The research surgery for the charity sector

Blog

Blogging primarily about the UK voluntary sector, giving to charity, and research

What’s all the fuss about tax reliefs anyway?

Blimey, when the PM gets hounded “from Derby to Indonesia” (as one newspaper put it) an issue really has struck a nerve.  In this case the cap on tax reliefs for charitable donations announced in the Budget.

Tax has always been an unexciting and unsexy business, charity tax even more so (and way more obscure). So it’s somewhat surprising to see the subject adorning the cover of Private Eye, the subject of Newsnight specials, and Radio 4 debates with Polly Toynbee.  I have had to stop clipping articles on the issue to avoid a newspaper mountain in my recycling and to get my life back.

And why? Because of a throwaway line in the Budget about capping the amount of income tax relief claimable by higher rate tax payers, including reliefs on charitable giving. And it’s that last adjunct which is causing all the furore. It’s the equivalent of whopping a tax on charitable giving for the rich. Which makes it almost as bonkers as the pasty tax.

Against a backdrop of Big Society and policies and rhetoric designed to encourage charitable giving and a strong and healthy voluntary sector in the UK, this is an odd move by the Treasury.  It seems to have come out of the blue, catching almost everyone offguard. The Office for Civil Society (OCS) and the Minister, Nick Hurd, certainly did not know about it in advance; neither did the Culture Secretary, Jeremy Hunt.

So what was the purpose of this announcement? What motivated this apparently counter-message move? Well, this seems quite unequivocal: HMRC and the Treasury’s abhorration of tax avoidance. The clue is firstly in the name of the so-called “clarification” document issued by HMRC after the fact: “Cap on unlimited income tax reliefs” [pdf document]; which begins with the indignant statement:

“Currently individuals can offset their entire income against income tax reliefs, and as a result pay no income tax at all.” And there’s nothing the tax man detests more than people not paying tax!"

So has charitable giving just been caught in the crossfire as so much collateral damage in a bigger war HMRC and the Treasury are fighting against tax-avoidance? Yes, quite possibly.
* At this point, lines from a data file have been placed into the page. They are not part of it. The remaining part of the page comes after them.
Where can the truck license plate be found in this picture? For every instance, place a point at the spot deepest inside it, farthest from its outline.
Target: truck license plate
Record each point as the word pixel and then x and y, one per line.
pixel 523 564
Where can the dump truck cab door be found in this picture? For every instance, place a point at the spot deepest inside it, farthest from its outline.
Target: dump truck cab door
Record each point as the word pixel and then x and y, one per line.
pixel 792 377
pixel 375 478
We were told, off the record, after the Budget that HMRC didn’t anticipate that charitable giving would be much affected as it makes up only a small portion of this whole income tax avoidance issue – about 20% it has been estimated (by Faisal Islam).

So is it all a storm in a teacup, as Nick Hurd has tried to reassure us in Third Sector, saying that:“For the vast majority of the sector....it doesn’t have much impact.”?
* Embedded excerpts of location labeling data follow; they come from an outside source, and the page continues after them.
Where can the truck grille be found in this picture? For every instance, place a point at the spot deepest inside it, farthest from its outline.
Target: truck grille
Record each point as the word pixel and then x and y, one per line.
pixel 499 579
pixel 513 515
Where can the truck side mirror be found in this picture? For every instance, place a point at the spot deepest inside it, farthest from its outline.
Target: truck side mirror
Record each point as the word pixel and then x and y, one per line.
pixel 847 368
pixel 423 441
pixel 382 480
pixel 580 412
Or should we rather believe the surveys by the Charities Aid Foundation which found that 55% of the general public thought the Government should rethink the cap, and that 93% of backbenchers agreed that the Government should do all it can to use the tax system to encourage charitable donations from the wealthy, while 65% thought charitable donations should be exempt?
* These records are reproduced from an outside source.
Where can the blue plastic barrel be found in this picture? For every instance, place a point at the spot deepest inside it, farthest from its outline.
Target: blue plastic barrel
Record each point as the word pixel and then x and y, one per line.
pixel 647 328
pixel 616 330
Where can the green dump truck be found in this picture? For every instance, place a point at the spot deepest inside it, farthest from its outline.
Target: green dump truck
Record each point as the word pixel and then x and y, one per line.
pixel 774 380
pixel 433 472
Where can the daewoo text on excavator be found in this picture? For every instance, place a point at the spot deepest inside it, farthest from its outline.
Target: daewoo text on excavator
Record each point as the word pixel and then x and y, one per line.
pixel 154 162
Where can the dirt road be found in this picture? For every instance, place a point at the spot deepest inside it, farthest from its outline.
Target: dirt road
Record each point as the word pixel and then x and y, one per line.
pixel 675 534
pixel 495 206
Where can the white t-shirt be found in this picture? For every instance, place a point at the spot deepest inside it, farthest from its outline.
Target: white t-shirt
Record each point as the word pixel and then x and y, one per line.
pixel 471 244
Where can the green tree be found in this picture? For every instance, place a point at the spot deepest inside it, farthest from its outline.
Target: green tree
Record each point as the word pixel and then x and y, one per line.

The problem, very clearly, is a lack of real evidence one way or the other. Just as the state of knowledge about giving by higher net worth givers is parlous, so is the state of knowledge about the effect of tax incentives on charitable giving. As with many economic issues, a lot of theory abounds, but relatively little proof; and there are those who argue that tax reliefs don’t really make that much difference.

As the battle rumbles on and on it has opened up some very heated debate about ‘public benefit’ and the value of the voluntary sector versus the value we get out of our taxes paid to government; and the principles behind tax incentives.

The issue has become a political one which pitches economic theory against notions of the state. These are complex and nuanced arguments, as respondents to last month’s DSC e-news survey voiced very cogently, while, when forced to choose, they voted by a two-thirds majority that it is more important for society that wealthy people pay a fair share of tax rather than give to charity. It’s important to recognise, as many pointed out, the two aren’t polar opposites or mutually exclusive.

While this may be a stimulating debate to have, it has taken years of lobbying and testing to get the current tax incentives in place, and whatever your particular bent, the sheer depth of conversation this has created should persuade you of one thing: ill-thought-through last-minute policies which have unintended and largely unforeseeable consequences should not be accepted without a body of evidence as large as that which got us to this point in the first place.

That is why DSC supports the Give It Back George campaign – not as a knee-jerk reaction, or because we automatically think that tax incentives work or because we hold to one particular economic or political model - but because we want to see evidence-based and thoughtful policy-making when it comes to the voluntary sector (and society as a whole).